Author: Raphael S. Bloch, M.D.
Publisher: Xlibris Corporation
Published: 2012-05-31
Total Pages: 791
ISBN-13: 1469192489
DOWNLOAD EBOOKSummary of Healers and Achievers (ID No. 110473) by Raphael S. Bloch, M.D. It is not widely known that throughout history physicians have contributed more than just medical care to civilization. Healers and Achievers is a series of biographies of doctors from ancient Egypt to the twenty-first century who distinguished themselves with lasting non-medical accomplishments.
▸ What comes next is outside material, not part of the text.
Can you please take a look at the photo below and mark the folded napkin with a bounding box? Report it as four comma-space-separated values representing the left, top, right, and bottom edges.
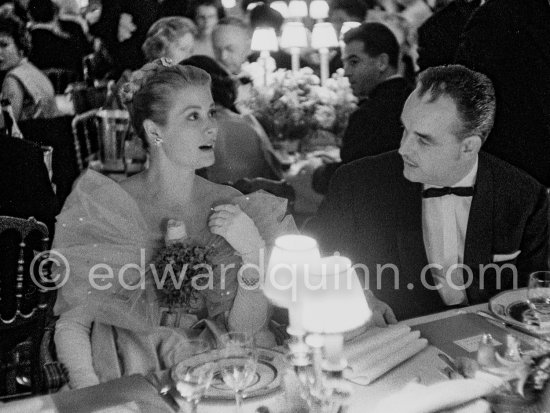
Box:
373, 372, 504, 413
343, 324, 428, 385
They include the architect of the first Egyptian pyramid, a pope, the "Fathers" of astronomy, geology, magnetism, and taxonomy, American Founding Fathers, French Revolutionaries, a buccaneer, world-class athletes, a spy, and an astronaut. Their life stories are told in the context of the eras in which they lived, and their fields of medical and non-medical expertise are explained in terms comprehensible to both laymen and physicians.
Author: Philip K. Wilson
Publisher: BRILL
Published: 2016-08-22
Total Pages: 304
ISBN-13: 9004333258
DOWNLOAD EBOOKDaniel Turner’s prolific writings provide valuable insight into the practice of a commonplace Enlightenment London surgeon. Turner’s career-long crusade against quackery and his voluminous writings on syphilis, a common ‘surgical disorder’, provide a refined view into distinction between orthodox and quack practices in eighteenth-century London.